Juuling and Smoking: What Teachers – and Parents – Should Know
June 21, 2018
It’s small, it’s potent, and your students are using it.
What you need to know about the dangers of Juul and cigarette smoking.
Understanding Juul begins with appreciating the changing terrain of public health policy around tobacco use.
For decades now, cigarettes have been the most preventable cause of death in America. Every year, they kill more than guns, automobiles, alcohol, controlled substances, and AIDS put together.
Moreover, cigarettes are associated with chronic ailments ranging from cardio-respiratory problems to cancer. As many as 16 million Americans cope with these symptoms daily.
Why we smoke
Despite the risks, nearly 15% of all Americans smoke, irrespective of age. Why?
There’s a simple answer: it’s habit-forming. Nicotine, an active ingredient in tobacco, mimics the function of neurotransmitters. It bonds to receptive sites, delivering high doses of dopamine to the brain.
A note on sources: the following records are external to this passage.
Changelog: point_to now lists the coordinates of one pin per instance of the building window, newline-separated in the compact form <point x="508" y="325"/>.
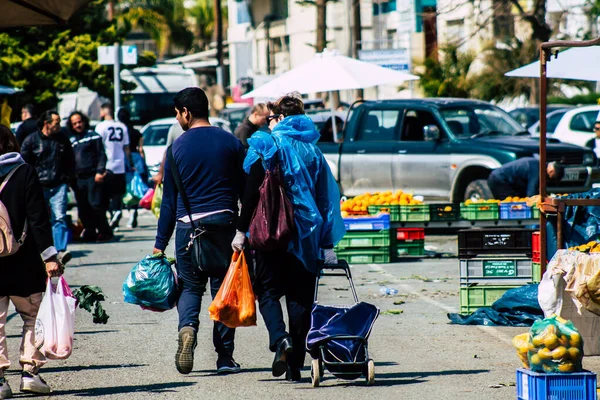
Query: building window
<point x="279" y="8"/>
<point x="455" y="31"/>
<point x="504" y="21"/>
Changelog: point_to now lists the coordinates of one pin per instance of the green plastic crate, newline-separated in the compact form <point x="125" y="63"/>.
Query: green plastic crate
<point x="475" y="297"/>
<point x="412" y="248"/>
<point x="480" y="212"/>
<point x="417" y="212"/>
<point x="393" y="210"/>
<point x="365" y="256"/>
<point x="536" y="275"/>
<point x="354" y="239"/>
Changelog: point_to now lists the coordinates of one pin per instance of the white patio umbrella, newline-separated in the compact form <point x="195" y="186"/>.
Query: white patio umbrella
<point x="8" y="90"/>
<point x="37" y="12"/>
<point x="575" y="63"/>
<point x="327" y="72"/>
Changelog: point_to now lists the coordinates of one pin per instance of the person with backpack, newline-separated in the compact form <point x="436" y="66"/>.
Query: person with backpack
<point x="90" y="169"/>
<point x="27" y="256"/>
<point x="203" y="182"/>
<point x="289" y="268"/>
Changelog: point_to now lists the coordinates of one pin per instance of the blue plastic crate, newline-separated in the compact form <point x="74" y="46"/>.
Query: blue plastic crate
<point x="567" y="386"/>
<point x="372" y="223"/>
<point x="515" y="211"/>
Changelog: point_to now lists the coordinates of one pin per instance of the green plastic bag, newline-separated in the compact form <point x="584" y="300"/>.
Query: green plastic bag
<point x="555" y="345"/>
<point x="130" y="200"/>
<point x="157" y="200"/>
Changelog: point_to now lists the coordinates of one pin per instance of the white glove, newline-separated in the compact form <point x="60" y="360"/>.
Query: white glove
<point x="330" y="257"/>
<point x="239" y="241"/>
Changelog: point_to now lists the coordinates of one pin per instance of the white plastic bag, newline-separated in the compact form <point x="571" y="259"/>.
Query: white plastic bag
<point x="55" y="324"/>
<point x="550" y="293"/>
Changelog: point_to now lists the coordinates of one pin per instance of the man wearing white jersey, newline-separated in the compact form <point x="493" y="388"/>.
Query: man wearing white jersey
<point x="116" y="145"/>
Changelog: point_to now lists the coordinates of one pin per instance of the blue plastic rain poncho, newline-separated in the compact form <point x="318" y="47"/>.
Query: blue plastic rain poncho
<point x="308" y="182"/>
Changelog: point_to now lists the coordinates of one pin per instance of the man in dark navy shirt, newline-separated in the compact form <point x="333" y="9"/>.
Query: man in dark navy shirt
<point x="521" y="178"/>
<point x="210" y="163"/>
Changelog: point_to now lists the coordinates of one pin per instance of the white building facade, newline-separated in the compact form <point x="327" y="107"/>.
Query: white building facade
<point x="268" y="37"/>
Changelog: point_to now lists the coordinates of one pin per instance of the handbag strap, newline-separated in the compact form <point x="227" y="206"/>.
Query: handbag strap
<point x="179" y="185"/>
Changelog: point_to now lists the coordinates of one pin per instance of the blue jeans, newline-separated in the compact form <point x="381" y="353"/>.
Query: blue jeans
<point x="57" y="199"/>
<point x="192" y="281"/>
The majority of addicted users start young, forming deep chemical and psychological attachments. Anyone who tries to quit discovers the truth of Mark Twain’s quip, “Quitting smoking is easy. In fact, I’ve done it many times.”
Despite these challenges, many have successfully weaned themselves from dependence on cigarettes thanks to nicotine patches and gum. Tobacco companies want to be seen as championing public health concerns alongside personal choice. But they don’t want to lose market share in a multi-billion dollar industry.
Enter e-cigarettes and “vaping”
Vaporizers promise the pleasure of a nicotine rush without the tar and carbon monoxide that color teeth, poison the blood, and coat the lungs.
Tobacco companies felt they had a safer product to market to habitual smokers looking to quit cigarettes.
But vaping quickly attracted another audience: KIDS. And one particular product captured their imagination.
An Addictive Alternative to Smoking
With its portable size, snappy flavors, and culture of cool, Juul has begun cornering the market in this burgeoning industry. The latest data shows Juul with around 60% share in all vaping commerce. And because its distribution isn’t regulated as strictly as other tobacco products, it’s all too easy for teens to use prepaid debit cards, lie about their age, and order Juul online.
There is one silver lining in this development: for the moment, the rage for Juul is eroding teen cigarette smoking. That’s good news. Experts agree that vaping is much less dangerous than smoking.
First-time users quickly discover they have acquired an expensive habit.
But this gain is balanced by serious public health concerns. Liquid suspension in benzoic acid enables high saturation and fast delivery of freebased nicotine, making Juul highly addictive. One flavored “pod” contains as much nicotine as a pack of cigarettes. It goes fast. First-time users quickly discover they have acquired an expensive habit – one reason why Juul is especially associated with affluent suburbs rather than inner cities.
And while health risks are much lower than for cigarettes, it is far from a safe or tested alternative. A study in the medical journal Pediatrics found a higher incidence of carcinogens in the bodies of vapers than in the general population. Growing perils to Juuling such as bronchiolitis obliterans, better known as “popcorn lung,” are starting to surface.
But experts worry most about the dangers that they don’t even know about. Because the phenomenon is so new, more complications from regular Juuling await study.
In the meantime, the best defense against this growing epidemic is education. Get your students the latest facts, equip them with information such as high costs, and encourage them to make healthy decisions for their futures.